Potential error in the RecFusion SDK 2.2.0 while closing many sensors

Hi, I have encountered a potential error while closing many sensors (Orbbec Astra) with the Sensor::close() function:

[Core.Platform] ***** Encountered fatal exception: Access Violation, PID 5684 *****
 0# ImFusion::Platform::getLastWindowsErrorMessage in ImFusionCore
 1# ImFusion::Platform::getLastWindowsErrorMessage in ImFusionCore
 2# RtlDeleteAce in ntdll
 3# RtlRaiseException in ntdll
 4# KiUserExceptionDispatcher in ntdll
 5# 0x00007FF87AB8CB48 in OpenNI2
 6# oniWaitForAnyStream in OpenNI2
 7# ImFusion::OpenNI2RGBDStream::captureThread in ImFusionRGBD
 8# ImFusion::OpenNI2RGBDStream::IR in ImFusionRGBD
 9# ImFusion::FileSensor::~FileSensor in ImFusionRGBD
10# configthreadlocale in ucrtbase
11# BaseThreadInitThunk in KERNEL32
12# RtlUserThreadStart in ntdll

If you read closely the error trace, you can see that thread management is involved RtlUserThreadStart (hence the error occurs with more than 1 sensor?); furthermore you see that the ~FileSensor destructor is involved (related to closing the sensor?) and at the same time that some streaming is involved oniWaitForAnyStream/ImFusion::OpenNI2RGBDStream::captureThread (maybe internally started with the Sensor::start()-like code?).

This error happens ONLY when working with >=2 sensors. Furthermore, I have found that calling Sensor::stop() before Sensor::close() does not generate this error. However, the main problem is that I am not using the listener-based capturing and not calling the Sensor::start() function. I have seen this behaviour on two laptop configurations (Windows 10/Windows 10 IoT; Intel i3/i5; with and without external graphic card).
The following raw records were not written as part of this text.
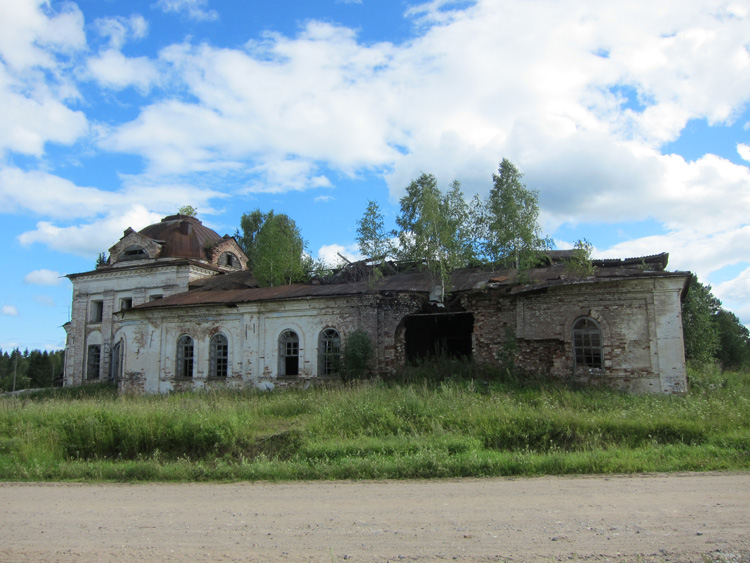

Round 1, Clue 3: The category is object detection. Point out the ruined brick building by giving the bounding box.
[65,215,689,393]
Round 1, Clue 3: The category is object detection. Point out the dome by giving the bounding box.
[138,215,224,260]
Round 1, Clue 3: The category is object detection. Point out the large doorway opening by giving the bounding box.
[404,313,474,364]
[279,330,299,376]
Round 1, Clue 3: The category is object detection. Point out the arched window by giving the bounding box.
[573,317,604,368]
[208,334,229,377]
[86,344,102,379]
[279,330,299,376]
[219,252,242,268]
[175,334,193,377]
[318,328,341,375]
[109,340,125,382]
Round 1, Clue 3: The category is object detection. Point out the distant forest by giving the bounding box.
[0,348,65,392]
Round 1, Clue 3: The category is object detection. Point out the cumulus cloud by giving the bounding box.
[23,269,63,285]
[0,168,227,220]
[94,14,148,50]
[88,49,159,94]
[34,295,55,307]
[18,205,161,257]
[156,0,219,21]
[0,305,18,317]
[0,0,88,157]
[318,244,362,266]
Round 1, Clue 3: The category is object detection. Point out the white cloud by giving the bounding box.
[18,205,161,257]
[88,49,159,94]
[34,295,55,307]
[23,269,63,285]
[0,305,18,317]
[94,14,148,51]
[0,0,88,156]
[318,244,362,266]
[0,0,86,70]
[156,0,219,21]
[0,168,227,220]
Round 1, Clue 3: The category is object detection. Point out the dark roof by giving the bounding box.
[138,215,223,260]
[134,255,687,309]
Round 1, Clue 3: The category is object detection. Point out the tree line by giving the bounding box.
[682,276,750,370]
[0,348,65,392]
[235,159,553,292]
[236,159,750,369]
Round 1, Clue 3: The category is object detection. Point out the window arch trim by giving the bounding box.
[318,327,341,376]
[175,334,195,377]
[572,316,604,369]
[208,332,229,378]
[278,328,300,377]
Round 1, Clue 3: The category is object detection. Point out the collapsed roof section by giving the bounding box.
[134,251,685,309]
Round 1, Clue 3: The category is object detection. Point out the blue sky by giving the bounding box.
[0,0,750,350]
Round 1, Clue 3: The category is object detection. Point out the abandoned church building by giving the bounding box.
[65,215,689,393]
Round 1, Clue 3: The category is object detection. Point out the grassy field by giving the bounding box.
[0,368,750,481]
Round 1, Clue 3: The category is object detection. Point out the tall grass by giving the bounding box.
[0,365,750,481]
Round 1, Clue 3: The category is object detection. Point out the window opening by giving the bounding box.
[279,330,299,376]
[318,328,341,375]
[219,252,240,268]
[86,344,102,379]
[404,312,474,364]
[573,317,604,368]
[209,334,229,377]
[90,301,104,323]
[109,340,123,382]
[175,335,193,377]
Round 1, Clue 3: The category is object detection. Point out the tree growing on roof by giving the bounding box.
[393,174,471,297]
[177,205,198,217]
[357,201,392,260]
[237,209,314,286]
[482,158,552,269]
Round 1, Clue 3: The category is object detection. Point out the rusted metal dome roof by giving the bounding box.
[138,215,223,260]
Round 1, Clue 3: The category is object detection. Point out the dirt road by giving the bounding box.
[0,474,750,563]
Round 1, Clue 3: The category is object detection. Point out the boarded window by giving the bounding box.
[89,301,104,323]
[573,317,604,368]
[279,330,299,376]
[208,334,229,377]
[109,340,123,382]
[318,328,341,375]
[175,335,193,377]
[86,344,102,379]
[219,252,242,268]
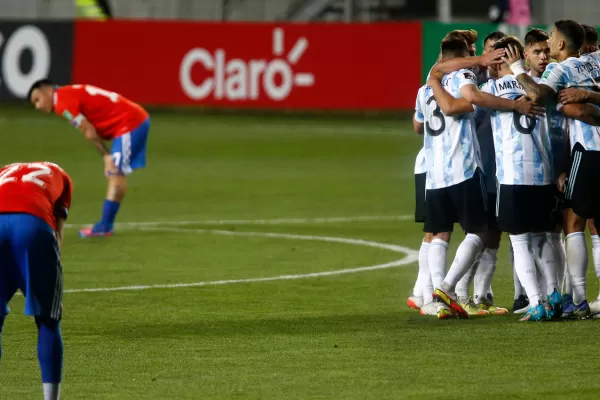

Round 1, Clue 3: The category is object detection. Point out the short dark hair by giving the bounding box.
[444,29,477,45]
[581,24,598,46]
[441,38,469,58]
[483,31,506,45]
[27,78,54,101]
[525,28,550,46]
[494,36,524,58]
[554,19,585,51]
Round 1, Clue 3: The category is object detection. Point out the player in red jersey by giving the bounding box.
[0,162,73,400]
[28,79,150,237]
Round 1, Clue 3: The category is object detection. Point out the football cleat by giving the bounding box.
[406,296,423,311]
[520,304,550,322]
[419,301,439,317]
[477,297,508,315]
[461,297,490,317]
[590,299,600,318]
[433,289,469,318]
[433,302,455,319]
[79,228,115,238]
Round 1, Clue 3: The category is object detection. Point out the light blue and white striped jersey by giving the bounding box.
[475,80,496,194]
[540,53,600,151]
[481,75,553,185]
[418,69,481,189]
[415,85,427,175]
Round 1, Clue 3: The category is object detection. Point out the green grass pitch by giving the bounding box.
[0,110,600,400]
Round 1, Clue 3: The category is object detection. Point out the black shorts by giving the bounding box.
[564,143,600,224]
[487,192,498,232]
[423,169,488,234]
[496,184,559,234]
[415,173,427,222]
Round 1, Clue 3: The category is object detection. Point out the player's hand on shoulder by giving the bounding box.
[515,96,546,118]
[480,49,506,67]
[502,44,523,65]
[558,88,587,104]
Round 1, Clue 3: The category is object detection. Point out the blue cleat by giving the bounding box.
[79,223,115,238]
[520,304,550,322]
[548,290,563,318]
[563,293,573,308]
[562,300,590,319]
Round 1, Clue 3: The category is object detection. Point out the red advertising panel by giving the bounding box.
[73,21,422,110]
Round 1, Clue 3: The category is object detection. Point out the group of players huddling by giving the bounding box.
[408,20,600,321]
[0,79,150,400]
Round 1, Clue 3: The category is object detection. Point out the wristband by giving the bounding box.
[510,60,527,76]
Do you consider this behaviour a bug, as the API silently suggests that start() and stop() functions should be used only in tandem with the listener-based capturing?

Hello Patryk,

this is actually a bug on our side. Stop should have been internally called by close() function. In future version of SDK we will deprecate start and stop functions. But for now, please use stop before calling close

Best regards,
Olga

1 Like

Hello Olga, thank you for this information!

Best regards,
Patryk

Dear @gavranovic, do you know when you will release the new SDK? I am unsure how many people have the same problems, but I encounter many “access violations” exceptions in the SDK code. Honestly, I cannot say if this is the environment I work in (although I work on several machines), the code I write (sometimes it is very simple), or the SDK indeed. A new SDK would be a good thing to try for me :slight_smile:

Hi Patryk,

we should release a new SDK maximum by the end of the year. Can you please give me more information about the issues that you’re encountering? Maybe small sampe code which reproduces these problems?

Thanks,
Olga

1 Like

Hi @gavranovic,

I had some problems with a parallel reconstruction using listeners (more info in another thread; code example: https://github.com/iniphy/recfusion-parallel-acquisition). I think part of my problems come from the fact that I am using the virtual machine with Windows for the development. Sometimes, I am not able to reproduce errors on the “native” machine. I will keep you posted if I have something more concrete :slight_smile:

Best regards,
Patryk

Hi @gavranovic,

I have another example of a potential issue. Sometimes, I get another memory access violation in the SDK:

Image recorder thread terminated
[RGBDMultiSequence] Timestamps of at least one sequence are all zero. Frames will be matched by position instead of timestamps
2022-08-18 17:38:32.422 INFO  [9440] [ParallelReconstruction::SaveMeshToDiskStorage@71] Reconstructed mesh is correct (vertices=15518; triangles=24963)
[Core.Platform] ***** Encountered fatal exception: Access Violation, PID 4948 *****
0# ImFusion::Platform::getLastWindowsErrorMessage in ImFusionCore
1# ImFusion::Platform::getLastWindowsErrorMessage in ImFusionCore
2# RtlDeleteAce in ntdll
3# RtlRaiseException in ntdll
4# KiUserExceptionDispatcher in ntdll
5# ImFusion::SurfaceReconstructionData::setActive in ImFusionRGBD

So, the reconstruction passed correctly. The Reconstruction::good() method returns true, the Mesh is non-empty (as shown on the listing above). This error happens in the following code:

LOG_INFO << "Reconstructed mesh is correct (vertices=" << mesh_3d.vertexCount()
         << "; triangles=" << mesh_3d.triangleCount() << ")";
// Perform the post-processing on the mesh
auto decimate_status = mesh_3d.decimate(decimation_min_len, decimation_max_len, false);
LOG_WARNING_IF(!decimate_status) << "Mesh decimation has failed";
if (!mesh_3d.save(string(file_path).c_str(), Mesh::PLY)) {
    throw ScanningError(ErrorCode::RECONSTRUCTED_MESH_SAVE_FAILED);
}

I am pretty sure that the Mesh::save() is not a problem, as I am working without a license on the virtual machine, I assume almost nothing happens there (you just check for the license being there and quit otherwise?). So, maybe the Mesh::decimate()? Does it use ImFusion::SurfaceReconstructionData::setActive()?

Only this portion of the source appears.